Many pathophysiological circumstances vary during 24 h periods. Many physiologic processes undergo biological rhythms, including the sleep-wake rhythm and metabolism. Disruptive effect in the 24 h variations can manifest as the emergence or exacerbation of pathological conditions. So, chronotherapeutics is gaining increasing interest in experimental biology, medicine, pharmacy, and drug delivery. This science and the plethora of information should be used intelligently for optimizing the effectiveness and safety of the drug, relying on the timing of drug intake. These chronopharmacological findings are affected by not only the pharmacodynamics but also pharmacokinetics of drugs. The mammalian circadian pacemaker is located in the suprachiasmatic nucleus.
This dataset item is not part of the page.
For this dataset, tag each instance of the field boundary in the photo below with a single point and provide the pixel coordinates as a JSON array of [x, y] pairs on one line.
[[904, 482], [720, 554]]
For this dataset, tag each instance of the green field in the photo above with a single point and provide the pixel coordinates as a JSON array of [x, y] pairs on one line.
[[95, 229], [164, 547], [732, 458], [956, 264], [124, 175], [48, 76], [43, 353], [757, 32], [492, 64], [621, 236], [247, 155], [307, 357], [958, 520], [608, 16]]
The molecular mechanisms are associated with Clock genes that control the circadian rhythms in physiology, pathology, and behavior. Clock controls several diseases such as metabolic syndrome, cancer, and so on. CLOCK mutation influences the expression of both rhythmic and nonrhythmic genes in wild-type tissues. These genotypic changes lead to phenotypic changes, affecting the drug pharmacokinetic and pharmacodynamic parameters. This review is intended to elaborate system regulating biological rhythms and the applicability in pharmaceutics from viewpoints of the intraindividual and interindividual variabilities of Clock genes.